For residents who may have limited English, the isolation may be further exacerbated, with some people with dementia reverting to their mother tongue.
Volunteer groups currently provide companionship.
Students from All Saints Grammar, a Greek Orthodox school in southwest Sydney, regularly visit a local Greek retirement home.
Elfa Lillis, principal of All Saints Grammer, said that St. Basil School and Nursing Home have enjoyed an ongoing relationship for several years – where students visit the Greek home to connect with residents.
“Opportunities like this allow children to connect with the local community and also understand their responsibility to give back to their society and the community at large.”
In this non-profit house; students cook, make beds and help prepare meals. The experience for students is hands-on, and for some students, it is a little confronting at first.
Grade 11 student Nichola Ageras said her first visit was an experience.
“At first we’re a little surprised because I’ve never been there before, it’s a little intimidating at first. But then when we walked in and saw everyone, it’s pretty good that they are getting help and they are really happy to see people visiting them. ”
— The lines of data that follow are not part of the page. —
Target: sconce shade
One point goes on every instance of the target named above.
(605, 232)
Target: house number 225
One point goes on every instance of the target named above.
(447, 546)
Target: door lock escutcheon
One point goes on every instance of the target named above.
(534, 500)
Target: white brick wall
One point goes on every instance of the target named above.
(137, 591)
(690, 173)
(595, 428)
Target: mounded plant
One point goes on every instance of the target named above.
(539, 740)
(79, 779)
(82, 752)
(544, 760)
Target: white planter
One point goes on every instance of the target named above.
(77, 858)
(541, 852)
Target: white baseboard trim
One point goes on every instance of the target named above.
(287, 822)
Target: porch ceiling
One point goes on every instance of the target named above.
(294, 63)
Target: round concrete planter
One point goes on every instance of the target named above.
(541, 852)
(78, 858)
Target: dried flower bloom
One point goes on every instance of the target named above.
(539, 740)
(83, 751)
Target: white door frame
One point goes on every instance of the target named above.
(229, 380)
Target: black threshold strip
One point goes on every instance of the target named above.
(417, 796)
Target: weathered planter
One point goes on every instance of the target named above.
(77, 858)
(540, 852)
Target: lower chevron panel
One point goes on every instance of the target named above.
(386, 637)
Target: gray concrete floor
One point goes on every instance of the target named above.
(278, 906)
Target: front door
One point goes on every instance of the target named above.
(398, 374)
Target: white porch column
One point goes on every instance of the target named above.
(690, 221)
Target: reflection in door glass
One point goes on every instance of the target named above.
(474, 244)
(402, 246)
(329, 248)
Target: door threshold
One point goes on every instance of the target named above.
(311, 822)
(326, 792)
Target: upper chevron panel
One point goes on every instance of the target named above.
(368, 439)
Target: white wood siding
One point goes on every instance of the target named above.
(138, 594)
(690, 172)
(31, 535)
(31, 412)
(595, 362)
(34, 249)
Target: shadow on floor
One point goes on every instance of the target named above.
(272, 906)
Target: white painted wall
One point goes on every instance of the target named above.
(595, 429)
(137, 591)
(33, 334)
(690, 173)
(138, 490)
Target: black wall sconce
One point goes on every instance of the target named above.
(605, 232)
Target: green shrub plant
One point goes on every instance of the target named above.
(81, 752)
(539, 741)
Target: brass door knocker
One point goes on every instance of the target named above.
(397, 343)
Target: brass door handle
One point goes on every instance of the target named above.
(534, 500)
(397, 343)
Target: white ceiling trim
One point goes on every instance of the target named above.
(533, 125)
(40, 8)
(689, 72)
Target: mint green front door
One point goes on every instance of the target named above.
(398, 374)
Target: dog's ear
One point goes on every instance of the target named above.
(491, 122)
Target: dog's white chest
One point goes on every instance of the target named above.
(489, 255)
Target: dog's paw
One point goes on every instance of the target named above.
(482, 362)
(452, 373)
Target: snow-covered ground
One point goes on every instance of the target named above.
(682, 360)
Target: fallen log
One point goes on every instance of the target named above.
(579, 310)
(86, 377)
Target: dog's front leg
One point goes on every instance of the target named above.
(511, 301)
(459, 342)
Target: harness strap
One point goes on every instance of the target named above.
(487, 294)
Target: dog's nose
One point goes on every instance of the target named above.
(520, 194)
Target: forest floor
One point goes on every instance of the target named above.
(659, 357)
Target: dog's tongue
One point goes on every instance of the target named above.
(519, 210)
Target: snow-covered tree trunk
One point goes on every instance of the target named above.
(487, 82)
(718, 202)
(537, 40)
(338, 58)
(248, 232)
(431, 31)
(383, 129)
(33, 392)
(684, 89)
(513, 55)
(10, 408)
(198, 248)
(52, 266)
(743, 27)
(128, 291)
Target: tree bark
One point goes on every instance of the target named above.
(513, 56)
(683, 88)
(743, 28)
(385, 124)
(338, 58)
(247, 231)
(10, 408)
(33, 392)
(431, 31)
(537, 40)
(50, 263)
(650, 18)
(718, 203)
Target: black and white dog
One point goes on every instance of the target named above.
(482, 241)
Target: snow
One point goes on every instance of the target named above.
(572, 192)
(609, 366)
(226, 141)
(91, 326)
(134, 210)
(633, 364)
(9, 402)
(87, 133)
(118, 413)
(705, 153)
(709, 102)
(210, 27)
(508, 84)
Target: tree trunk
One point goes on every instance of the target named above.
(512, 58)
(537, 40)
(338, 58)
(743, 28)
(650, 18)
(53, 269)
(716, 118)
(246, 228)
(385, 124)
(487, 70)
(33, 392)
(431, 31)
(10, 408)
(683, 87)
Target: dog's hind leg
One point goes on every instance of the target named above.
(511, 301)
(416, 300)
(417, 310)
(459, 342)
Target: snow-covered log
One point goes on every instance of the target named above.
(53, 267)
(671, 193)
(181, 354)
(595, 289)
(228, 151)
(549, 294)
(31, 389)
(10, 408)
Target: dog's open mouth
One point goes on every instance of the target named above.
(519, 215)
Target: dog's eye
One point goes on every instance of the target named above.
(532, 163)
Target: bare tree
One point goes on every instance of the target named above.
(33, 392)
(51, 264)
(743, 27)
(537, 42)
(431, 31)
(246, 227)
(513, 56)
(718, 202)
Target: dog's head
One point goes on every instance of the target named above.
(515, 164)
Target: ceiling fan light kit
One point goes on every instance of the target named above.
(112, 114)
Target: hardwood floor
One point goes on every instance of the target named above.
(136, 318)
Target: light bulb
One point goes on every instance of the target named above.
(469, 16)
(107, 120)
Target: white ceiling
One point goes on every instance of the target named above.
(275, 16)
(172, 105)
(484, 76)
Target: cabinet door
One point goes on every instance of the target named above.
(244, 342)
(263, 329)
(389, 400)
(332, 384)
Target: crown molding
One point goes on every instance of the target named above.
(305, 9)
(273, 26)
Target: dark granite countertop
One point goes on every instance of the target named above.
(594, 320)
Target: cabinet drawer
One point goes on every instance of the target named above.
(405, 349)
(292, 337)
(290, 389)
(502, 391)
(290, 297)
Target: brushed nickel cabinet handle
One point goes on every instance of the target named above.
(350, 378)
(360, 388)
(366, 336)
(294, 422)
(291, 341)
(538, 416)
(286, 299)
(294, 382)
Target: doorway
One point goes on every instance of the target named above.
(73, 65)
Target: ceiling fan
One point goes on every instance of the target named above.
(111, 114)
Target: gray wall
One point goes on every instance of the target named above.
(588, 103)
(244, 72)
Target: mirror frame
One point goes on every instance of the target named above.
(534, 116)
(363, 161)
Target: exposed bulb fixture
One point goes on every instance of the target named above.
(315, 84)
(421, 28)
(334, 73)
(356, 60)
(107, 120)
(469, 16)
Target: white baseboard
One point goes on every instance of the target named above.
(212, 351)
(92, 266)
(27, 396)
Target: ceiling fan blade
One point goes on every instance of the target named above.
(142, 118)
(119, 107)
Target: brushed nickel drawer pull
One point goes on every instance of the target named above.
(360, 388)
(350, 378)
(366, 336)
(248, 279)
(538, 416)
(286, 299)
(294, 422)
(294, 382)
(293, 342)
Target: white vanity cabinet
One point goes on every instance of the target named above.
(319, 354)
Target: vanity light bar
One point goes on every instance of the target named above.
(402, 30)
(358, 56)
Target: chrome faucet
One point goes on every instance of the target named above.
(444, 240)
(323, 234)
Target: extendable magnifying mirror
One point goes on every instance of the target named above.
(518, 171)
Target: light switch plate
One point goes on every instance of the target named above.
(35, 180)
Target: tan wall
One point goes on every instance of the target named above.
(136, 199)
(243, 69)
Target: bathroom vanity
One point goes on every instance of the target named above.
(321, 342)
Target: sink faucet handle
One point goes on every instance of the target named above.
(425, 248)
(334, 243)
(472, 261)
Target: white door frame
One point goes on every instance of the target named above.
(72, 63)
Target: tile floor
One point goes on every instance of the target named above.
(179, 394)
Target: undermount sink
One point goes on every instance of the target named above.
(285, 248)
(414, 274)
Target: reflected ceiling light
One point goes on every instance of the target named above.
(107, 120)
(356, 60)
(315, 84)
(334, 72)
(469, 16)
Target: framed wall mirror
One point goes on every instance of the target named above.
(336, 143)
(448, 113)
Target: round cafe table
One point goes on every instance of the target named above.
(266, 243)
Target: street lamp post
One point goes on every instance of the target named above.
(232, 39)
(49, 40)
Christos Binos is also in eleventh grade and said it feels good to help others.
“There are a lot of jobs out there, some jobs that pay very well others less, but I don’t think you can put a price on helping your neighbor.”
In addition to helping with practical tasks, the students also provide companionship for the residents.
Saint-Basile’s father’s CEO Nicholas Stavropoulos said isolation was an ongoing problem for some residents.
“We also have many visiting community groups, but the most important thing for older people who are often stuck in bed or in a chair is to be touched, to talk to them, to hold their hands.”
Most residents welcomed the presence of the students including George.
“It’s really great. The kids seem so free,” he said.
Resident Maria, originally from Athens, shared her enthusiasm for student visits.
“I feel very happy. Happy to see them all,” she said.
There are over 172,000 people living in permanent elderly care facilities in Australia and that number is growing rapidly.
There are currently just over three million Australians over the age of 65 – by 2050 that number is expected to rise to over eight million.
Father Nicholas said visits from local school children have helped break the isolation in care and he wants to see young people play an ongoing role in residential care.
“In fact, we are exploring the idea of having a preschool at each of our sites. We have seen good research from the United States and the Scandinavian countries showing that this interaction between the very young and the very young can be fruitful. for both.”
School principal Elfa Lillis said volunteering teaches students to be proactive in life, not only by helping others, but also by challenging themselves.
“It’s about giving back to the community, it’s about being active participants, not being spectators and just going for a ride. It’s about how they’re going to add value. to society, ”she said.